You're about to see the movie that holds the Guinness World Records record for the World's Smallest Stop-Motion Film (see how it was made at http://youtu.be/xA4QWwaweWA).
The ability to move single atoms - the smallest particles of any element in the universe - is crucial to IBM's research in the field of atomic memory. But even nanophysicists need to have a little fun. In that spirit, IBM researchers used a scanning tunneling microscope to move thousands of carbon monoxide molecules (two atoms stacked on top of each other), all in pursuit of making a movie so small it can be seen only when you magnify it 100 million times. A movie made with atoms. Learn more about atomic memory, data storage and big data at http://www.ibm.com/madewithatoms
Today, it takes roughly one million atoms to store a single bit of data on a computer or electronic device. A bit is the basic unit of information in computing that can have only one of two values, one or zero. Eight bits form a byte. Recently, IBM Research announced it can now store that same bit of information in just 12 atoms.

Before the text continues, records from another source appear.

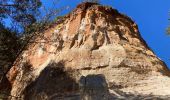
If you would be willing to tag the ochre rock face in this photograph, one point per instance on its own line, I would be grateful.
(94, 51)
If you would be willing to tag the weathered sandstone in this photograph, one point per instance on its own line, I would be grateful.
(94, 53)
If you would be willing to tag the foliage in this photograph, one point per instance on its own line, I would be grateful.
(94, 1)
(23, 12)
(8, 47)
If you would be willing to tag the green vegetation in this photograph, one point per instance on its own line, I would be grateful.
(94, 1)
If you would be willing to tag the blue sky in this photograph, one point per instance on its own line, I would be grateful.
(150, 15)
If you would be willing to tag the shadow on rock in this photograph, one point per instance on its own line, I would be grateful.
(53, 83)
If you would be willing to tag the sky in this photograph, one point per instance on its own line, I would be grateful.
(151, 17)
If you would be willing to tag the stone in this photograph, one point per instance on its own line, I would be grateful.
(98, 54)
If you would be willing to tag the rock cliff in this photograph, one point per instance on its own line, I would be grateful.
(93, 53)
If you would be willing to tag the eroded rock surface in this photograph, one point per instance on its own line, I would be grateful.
(94, 53)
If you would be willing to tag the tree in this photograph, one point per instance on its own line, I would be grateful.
(94, 1)
(8, 48)
(23, 12)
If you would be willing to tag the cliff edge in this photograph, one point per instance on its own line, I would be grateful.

From 1,000,000 to 12 - that’s a dramatic breakthrough that not only has the potential to make our computers and devices smaller and more powerful, but also holds enormous implications for the way entire industries operate.
The world's smallest movie set:
The scanning tunneling microscope (STM):
One way to look at the STM is as a needle that drags atoms across a surface using magnetism. But behind that needle is a room full of equipment, all there to control the environment to a spectacular degree. The development of the STM by IBM researchers Gerd Binnig and Heinrich Rohrer won the Nobel Prize in Physics in 1986.
The scientists used copper 111 as the surface of the animation - the same material they used 10 years ago when they built the first computer that performed digital computation operations.
Carbon monoxide (CO):
The scientists chose carbon monoxide atoms to move around the plate. Carbon monoxide has one carbon atom and one oxygen atom, stacked on top of each other.